Zanele Muholi: Isibonelo/Evidence, the most comprehensive museum exhibition to date in the United States devoted to the critically acclaimed South African artist and activist Zanele Muholi, will be hosted at Brooklyn Museum from May 1, 2015 through November 2015. Through her work in photography, video, and installation, Muholi has dedicated herself to creating visibility for the black lesbian, gay, bisexual, transgender, and intersex (LGBTI) communities of South Africa.
Muholi via Stevenson
The presentation, which includes eighty-seven pieces created between 2007 and 2014, features the renowned Faces and Phases series, an ongoing portrait project that documents the breadth of identities contained within this community. It also presents Muholi’s video Being Scene, which focuses on intimacy and daily life within her circle. Also featured is the Weddings series, which captures in photographs and video the joyful same-sex unions of her friends.
I have been following Muholi’s work since I can remember. As an art-loving African with art student friends, I had grown tired of Muholi being constantly compared to Robert Mapplethorpe. I had written naive undergrad journal articles and research papers including her work before my first physical contact with her work, which was just a year ago at the Ryerson University Gallery in Toronto, Canada. Those gelatin prints of her Faces and Phases! In addition, I had fallen in love a few of her subjects. I appreciated their style; their ability to use the light; their striking jawlines; the way they looked like me; the way their struggles sounded like mine; and the way I could envision some of their pictures in fashion magazines. More so, at Ryerson, I had the gallery all to myself and I took my time to absorb it all.
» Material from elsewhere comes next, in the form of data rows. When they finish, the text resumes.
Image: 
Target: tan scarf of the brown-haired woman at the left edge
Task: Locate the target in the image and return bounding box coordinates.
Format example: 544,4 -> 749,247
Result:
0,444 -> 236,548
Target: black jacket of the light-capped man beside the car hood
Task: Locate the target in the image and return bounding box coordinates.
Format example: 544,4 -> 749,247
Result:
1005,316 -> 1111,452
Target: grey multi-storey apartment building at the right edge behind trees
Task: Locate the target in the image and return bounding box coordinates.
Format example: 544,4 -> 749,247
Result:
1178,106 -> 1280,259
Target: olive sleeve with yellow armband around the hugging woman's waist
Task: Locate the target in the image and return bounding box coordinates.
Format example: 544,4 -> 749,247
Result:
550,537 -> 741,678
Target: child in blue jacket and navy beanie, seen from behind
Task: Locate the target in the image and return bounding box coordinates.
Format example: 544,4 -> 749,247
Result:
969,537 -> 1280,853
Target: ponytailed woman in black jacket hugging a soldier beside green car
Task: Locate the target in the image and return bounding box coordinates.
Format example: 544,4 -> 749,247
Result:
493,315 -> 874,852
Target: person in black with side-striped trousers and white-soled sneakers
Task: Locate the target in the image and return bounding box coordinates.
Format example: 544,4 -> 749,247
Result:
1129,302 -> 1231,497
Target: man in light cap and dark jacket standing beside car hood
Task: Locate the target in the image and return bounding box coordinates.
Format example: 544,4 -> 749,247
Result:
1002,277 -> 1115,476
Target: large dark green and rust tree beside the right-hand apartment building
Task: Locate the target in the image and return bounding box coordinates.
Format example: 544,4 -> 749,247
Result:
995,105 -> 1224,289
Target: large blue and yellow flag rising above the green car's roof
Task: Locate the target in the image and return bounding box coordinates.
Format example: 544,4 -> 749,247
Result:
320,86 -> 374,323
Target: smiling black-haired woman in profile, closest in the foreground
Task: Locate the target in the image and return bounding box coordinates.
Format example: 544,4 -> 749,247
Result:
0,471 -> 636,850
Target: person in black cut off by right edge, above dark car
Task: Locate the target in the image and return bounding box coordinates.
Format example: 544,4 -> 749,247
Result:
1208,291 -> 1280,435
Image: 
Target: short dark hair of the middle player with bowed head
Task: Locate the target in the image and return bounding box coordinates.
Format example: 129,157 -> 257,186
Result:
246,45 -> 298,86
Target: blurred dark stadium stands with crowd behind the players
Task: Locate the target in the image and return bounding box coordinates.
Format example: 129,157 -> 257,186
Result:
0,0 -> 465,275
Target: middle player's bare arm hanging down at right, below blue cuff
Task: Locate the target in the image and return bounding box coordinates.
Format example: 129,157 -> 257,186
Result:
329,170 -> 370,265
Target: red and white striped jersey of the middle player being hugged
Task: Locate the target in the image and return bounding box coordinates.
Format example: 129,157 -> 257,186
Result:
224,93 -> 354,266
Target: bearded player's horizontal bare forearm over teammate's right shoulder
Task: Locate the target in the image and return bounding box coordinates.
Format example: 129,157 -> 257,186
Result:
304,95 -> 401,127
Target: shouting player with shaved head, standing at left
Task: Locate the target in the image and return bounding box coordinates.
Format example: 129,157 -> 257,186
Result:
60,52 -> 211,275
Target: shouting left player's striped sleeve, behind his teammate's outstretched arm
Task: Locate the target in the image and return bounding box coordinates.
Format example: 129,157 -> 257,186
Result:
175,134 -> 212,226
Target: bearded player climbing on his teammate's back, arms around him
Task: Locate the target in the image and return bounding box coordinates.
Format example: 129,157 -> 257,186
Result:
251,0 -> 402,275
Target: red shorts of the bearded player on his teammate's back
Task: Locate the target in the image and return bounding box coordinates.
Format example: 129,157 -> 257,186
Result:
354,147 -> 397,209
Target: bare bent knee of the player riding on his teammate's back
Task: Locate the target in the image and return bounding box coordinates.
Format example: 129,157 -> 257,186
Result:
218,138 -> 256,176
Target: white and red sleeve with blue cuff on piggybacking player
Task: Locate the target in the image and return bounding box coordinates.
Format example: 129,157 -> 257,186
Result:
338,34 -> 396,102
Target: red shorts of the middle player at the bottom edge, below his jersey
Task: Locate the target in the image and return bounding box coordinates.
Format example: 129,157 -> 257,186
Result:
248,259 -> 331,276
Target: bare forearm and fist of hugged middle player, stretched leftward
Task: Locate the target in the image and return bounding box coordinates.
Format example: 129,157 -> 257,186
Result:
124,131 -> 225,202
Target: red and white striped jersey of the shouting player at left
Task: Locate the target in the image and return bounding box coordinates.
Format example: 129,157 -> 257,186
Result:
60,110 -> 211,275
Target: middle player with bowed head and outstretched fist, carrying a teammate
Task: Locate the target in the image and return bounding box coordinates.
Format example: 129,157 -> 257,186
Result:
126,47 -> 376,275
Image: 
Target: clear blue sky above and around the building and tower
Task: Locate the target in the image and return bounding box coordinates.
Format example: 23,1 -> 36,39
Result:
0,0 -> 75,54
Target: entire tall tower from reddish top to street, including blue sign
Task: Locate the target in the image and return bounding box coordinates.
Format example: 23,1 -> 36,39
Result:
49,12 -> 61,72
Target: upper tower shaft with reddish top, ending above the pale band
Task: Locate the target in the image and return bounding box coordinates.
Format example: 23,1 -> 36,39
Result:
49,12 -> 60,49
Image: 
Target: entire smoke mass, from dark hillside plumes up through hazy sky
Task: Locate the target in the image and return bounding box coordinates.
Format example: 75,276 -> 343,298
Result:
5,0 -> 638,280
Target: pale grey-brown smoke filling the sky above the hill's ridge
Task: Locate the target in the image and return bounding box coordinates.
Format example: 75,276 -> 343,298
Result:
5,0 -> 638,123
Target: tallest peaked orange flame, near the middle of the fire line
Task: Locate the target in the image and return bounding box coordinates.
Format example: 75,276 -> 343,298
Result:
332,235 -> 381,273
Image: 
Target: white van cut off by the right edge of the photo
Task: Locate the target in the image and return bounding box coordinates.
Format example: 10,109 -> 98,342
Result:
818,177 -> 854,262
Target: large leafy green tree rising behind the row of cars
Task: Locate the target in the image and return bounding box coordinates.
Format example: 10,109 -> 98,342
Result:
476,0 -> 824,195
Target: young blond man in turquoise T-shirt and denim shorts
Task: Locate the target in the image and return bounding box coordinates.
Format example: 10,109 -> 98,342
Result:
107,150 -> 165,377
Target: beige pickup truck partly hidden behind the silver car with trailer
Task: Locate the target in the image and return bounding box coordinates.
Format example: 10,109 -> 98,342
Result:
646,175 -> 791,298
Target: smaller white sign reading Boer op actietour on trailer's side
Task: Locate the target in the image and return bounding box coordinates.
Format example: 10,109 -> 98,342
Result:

Vuyelwa Vuvu Makubetse, Daveyton Johannesburg, from the series Faces and Phases, 2013
About a month ago, I met Muholi in Brighton, UK, where she delivered an artist talk. I found myself screaming “preach” at her as she spoke of the microaggressions and the assumptions anyone can receive as a Black person with locs walking through the downtown district of any Western city and the dreaded stereotype of black weed dealer. I appreciated the time she took to share this experience, which shows in her work and her method of representing queer Africans in art. For a multifaceted understanding of race relations, watch her documentary, Difficult Love.
Sunday Francis Mdlankomo, Vosloorus, Johannesburg, from the series Faces and Phases, 2011
Muholi’s art borders on several topics, mostly Black lesbian lives in South Africa. After pouring through her Faces and Phases publication for which she received (and I hope she wins) a nomination for the Deutsche Prize in London, I was awoken to an underlying politics of fashion—the documentation of material culture—in her work. Lerato Dumse, Muholi’s comrade and editor of Inkanyiso, the black lesbian visual activist collective showed me the many participants in Faces and Phases who were either fashion students or were being encouraged to venture into modeling.
Muholi and Dumse via Queer & Brown
During the viewing of the Deutsche Prize just Thursday last week, I came to appreciate the subversiveness of Muholi’s work even more as should her other supporters. Spotting Dumse by her beanie donning the colours of the South African flag and Muholi by her locs and relaxed clothing, I flashed back to every other art exhibition (including the one I was currently attending) where everyone wore black and maintained an air of nonchalance. Muholi and Dumse, stood giving all the care they could and could not, continuing their visual activism in the metaphoric white cube. I could not feel prouder as a queer African to watch this medium of visual activism take over the world several continents at a time. If you have not experienced Muholi’s work in person, or even if you have but just cannot experience it enough, I highly recommend visiting Brooklyn Museum for Zanele Muholi: Isibonelo/Evidence.